Dáil debates

Tuesday, 26 February 2008

8:00 pm

Photo of Eamon RyanEamon Ryan (Dublin South, Green Party)

Local loop unbundling is in place. Eircom is advancing plans, which I welcome, to upgrade its network so it can provide higher speeds. Similarly, the cable company UPC announced it intends to spend €300 million upgrading its network, which will help to provide a competitive environment. We have a regulator with real powers and we are starting to see prices come down. Overall, telecommunications prices have come down by 15% since 1997 whereas the CPI has gone up by 45%. That will and should continue because competition should be able to drive prices down. As we use more digital services, as more people go on-line and with integration between communications technologies and the various services provided through them, it is appropriate that competitive pressures should assist in bringing speeds up and prices down.

It is crucial that we be able to get to the real debate, which is what our bandwidth speeds and pricing should be. We need to get beyond the problem of certain parts of the country not having broadband availability. For that reason I am keen to progress, with urgency, the national broadband scheme which provides a mechanism whereby the State can work with industry to ensure service is provided in particular areas where the market is unable to deliver it. We are in the middle of a competitive process, and that is one of the sensitivities in terms of what we can discuss in the debate. We must be careful when we have a competitive auctioning system. Four candidate companies pre-qualified and three companies — Eircom, BT and Hutchinson 3G — are engaged in a competitive tendering process. Basic standards are set out which the company must provide, for example, 1Mbps broadband connection with 48:1 contention ratio.

However, this is not a fixed competitive tendering process. We are looking to companies to ramp up what they can do and be ambitious about what they can provide in future upgrades. That process is due to be completed with a contract signed at the end of June, and the company rolling it out after that. If any areas are not covered, we will return to the issue. Our process is to set out a map of the country, accepting that it can change and that areas may or may not have service depending on whether operators do what they said would do. If an area is not covered by 1 July, it will be included in the scheme. We must have ubiquitous coverage so no part of the country is left behind. Then we will move on to the future challenges.
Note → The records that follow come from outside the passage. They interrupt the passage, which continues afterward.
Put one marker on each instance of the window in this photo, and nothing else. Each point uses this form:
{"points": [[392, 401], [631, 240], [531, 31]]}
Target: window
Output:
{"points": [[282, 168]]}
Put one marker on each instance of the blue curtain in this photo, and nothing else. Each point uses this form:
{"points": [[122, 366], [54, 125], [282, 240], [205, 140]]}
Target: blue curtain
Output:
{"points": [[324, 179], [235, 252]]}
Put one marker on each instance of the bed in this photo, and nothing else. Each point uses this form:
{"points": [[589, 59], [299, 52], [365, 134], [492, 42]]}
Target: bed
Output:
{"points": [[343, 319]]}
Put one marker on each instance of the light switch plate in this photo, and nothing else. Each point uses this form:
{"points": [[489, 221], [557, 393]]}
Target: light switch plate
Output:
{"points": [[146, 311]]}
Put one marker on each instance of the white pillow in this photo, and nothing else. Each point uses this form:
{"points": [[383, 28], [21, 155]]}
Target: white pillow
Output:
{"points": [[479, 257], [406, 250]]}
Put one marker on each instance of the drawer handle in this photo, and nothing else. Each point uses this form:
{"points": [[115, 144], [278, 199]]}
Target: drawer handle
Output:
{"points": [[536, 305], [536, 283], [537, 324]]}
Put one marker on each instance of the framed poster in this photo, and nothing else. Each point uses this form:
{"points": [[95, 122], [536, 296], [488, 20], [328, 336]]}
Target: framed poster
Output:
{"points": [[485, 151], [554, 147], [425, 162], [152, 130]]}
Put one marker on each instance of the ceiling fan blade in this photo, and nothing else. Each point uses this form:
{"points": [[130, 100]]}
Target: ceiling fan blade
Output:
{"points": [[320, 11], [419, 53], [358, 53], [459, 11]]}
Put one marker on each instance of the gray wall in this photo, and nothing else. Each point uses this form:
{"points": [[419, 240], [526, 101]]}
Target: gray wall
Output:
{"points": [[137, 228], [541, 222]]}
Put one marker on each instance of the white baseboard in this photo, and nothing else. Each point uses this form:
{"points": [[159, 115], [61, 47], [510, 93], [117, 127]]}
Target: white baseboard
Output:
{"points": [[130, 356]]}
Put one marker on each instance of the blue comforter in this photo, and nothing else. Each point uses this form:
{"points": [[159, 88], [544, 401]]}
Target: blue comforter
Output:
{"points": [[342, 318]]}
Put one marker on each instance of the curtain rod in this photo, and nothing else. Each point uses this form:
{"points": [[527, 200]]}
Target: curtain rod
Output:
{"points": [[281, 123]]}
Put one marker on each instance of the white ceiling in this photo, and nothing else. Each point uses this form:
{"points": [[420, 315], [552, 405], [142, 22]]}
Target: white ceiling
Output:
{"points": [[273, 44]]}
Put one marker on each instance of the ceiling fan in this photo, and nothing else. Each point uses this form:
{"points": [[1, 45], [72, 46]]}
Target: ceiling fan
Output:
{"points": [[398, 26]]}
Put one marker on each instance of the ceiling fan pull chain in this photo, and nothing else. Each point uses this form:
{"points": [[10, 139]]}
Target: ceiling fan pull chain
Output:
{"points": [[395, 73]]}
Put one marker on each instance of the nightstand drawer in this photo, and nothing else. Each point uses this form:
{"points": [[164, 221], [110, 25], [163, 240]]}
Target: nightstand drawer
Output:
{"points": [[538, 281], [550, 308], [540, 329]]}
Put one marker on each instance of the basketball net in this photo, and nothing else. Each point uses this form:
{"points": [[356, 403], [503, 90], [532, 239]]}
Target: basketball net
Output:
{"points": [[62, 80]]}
Future challenges are also opportunities. There is an opportunity to develop new services, such as voice over Internet, telephone services via broadband, video on demand, gaming and a range of public services. We must move towards a new generation network telecommunications system that can provide those services and to do it in a way where supply of bandwidth is ahead of demand. It is difficult to be exact about what speed will be required. The international experience is that it is far from clear which market demand applications will come and in what time that will make the commercial case for broadband speeds. Our broad aim should be to ensure that we at least do not have a restriction on the roll-out of the application. That will require us to have much faster speeds across the country on a wide range basis and in all areas of our society, not just in the areas where people can commercially afford it.

I have no problem with the various measures set out for providing proper ducting. Our policy formulation sets out exactly what are those measures. I disagree with Deputy Coveney who said the motion might be too long; if anything we could go further. However, we cannot set out a complete strategy here within the confines of a Private Member's motion.